Reforming the cap rebuilds the dielectric layer that the manufacturer established on the cap when it was new. Once reformed, the cap will not only have its rated capacitance but it will also leak very little.
To start: Put a resistor in series with the cap you’re going to reform. Choose the value of resistance to limit the short-circuit current to no more than a couple of milliamps (watch the resistor power rating as well, in case the cap is shorted and stays that way).
Next, hook the cap up to a variable power supply (minding polarity, of course) and slowly bring the voltage up to a value that’s a bit under the rated WVDC of the cap. IF you don’t have a variable high-voltage supply, you can hook the RC setup to a non-variable HV supply and just switch the thing on, although it’s preferable to apply the forming voltage slowly. Leave the cap hooked up to the HV supply for a few minutes and then check the leakage current flowing into the cap (measuring voltage across the limiting resistor and computing the current works fine). The cap’s leakage current shouldn’t be more than a couple of milliamps…some of the older ones may leak up to perhaps 10mA.

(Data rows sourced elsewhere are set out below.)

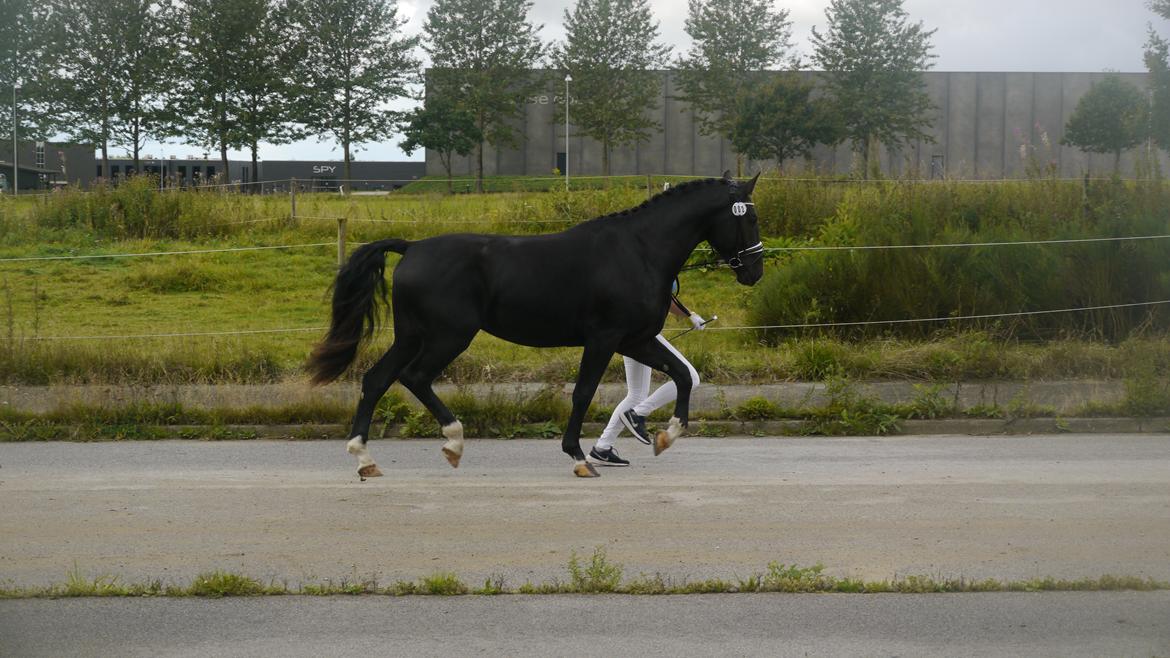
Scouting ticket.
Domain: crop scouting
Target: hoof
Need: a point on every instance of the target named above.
(585, 470)
(452, 457)
(369, 471)
(662, 440)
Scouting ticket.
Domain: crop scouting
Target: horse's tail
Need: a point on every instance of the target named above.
(359, 294)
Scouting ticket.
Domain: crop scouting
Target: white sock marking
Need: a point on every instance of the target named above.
(356, 446)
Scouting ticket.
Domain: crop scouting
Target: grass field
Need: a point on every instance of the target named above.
(84, 320)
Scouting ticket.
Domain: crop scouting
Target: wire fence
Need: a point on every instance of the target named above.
(341, 244)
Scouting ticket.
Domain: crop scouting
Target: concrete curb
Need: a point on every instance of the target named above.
(1064, 397)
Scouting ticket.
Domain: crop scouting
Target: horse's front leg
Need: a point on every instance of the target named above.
(593, 362)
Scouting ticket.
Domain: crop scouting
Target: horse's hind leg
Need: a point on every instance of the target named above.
(373, 385)
(421, 372)
(594, 360)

After the cap has sat under the charging supply for a while, disconnect the HV supply and then discharge the cap through a low enough resistance to run it down fairly quickly without making a lot of sparks while doing so. Don’t dead-short it to discharge it; it makes a lot of neat sparks and noise but the high surge current is really hard on the internal structure of those older caps. Then hook the cap up to the HV supply again (through the limiting resistor), leave it for a few minutes and then check the leakage current before discharging as above. Repeating this process a few times usually reforms just about any old cap that’s still in usable shape.
After the last forming run, discharge the cap one last time through a resistance and this time, place a shorting wire across the output for several minutes. A lot of electrolytics exhibit enough dielectric absorption to allow them to recharge themselves to significantly high voltages if left unshorted after being charged and that charge can fry your capacitance meter when you go to check the capacitance one last time.
So, after the cap has sat with the short across it for several minutes, remove the short and check the capacitance with your DVM. It should read within its tolerance limits. Since it’s been reformed, it won’t leak much either.
The term “dry” electrolytic is a bit of a misnomer. Modern, polymer dielectric electrolytic are truly dry in that sense but the older aluminum-foil and paper electrolytic all had some liquid in them. They were called “dry” since they didn’t have liquid sloshing about in them. Instead, the electrolyte was typically held in a paste form. If properly stored, some pretty old caps are still usable today. It’s easy enough to check the seals to see if they’ve broken or become embrittled and a capacitance/DC leakage test will also tell you whether they’ve survived or not.
If the electrolytic caps you have were used, then it’s probably best not to try to salvage them. The heat they endured for the years they were in service in tube equipment was usually enough to compromise their integrity or even kill them. NOS parts are worth trying to reform unless they’re really old (WWII or earlier).
Handheld Tecpel LCR-612 meter for basic measurements (capacitance, ESR...), bench Heath IT-28 for leakage tests and reforming and Sencore LC53 for qualification - both go up to 600 V.How you test and verify a cap?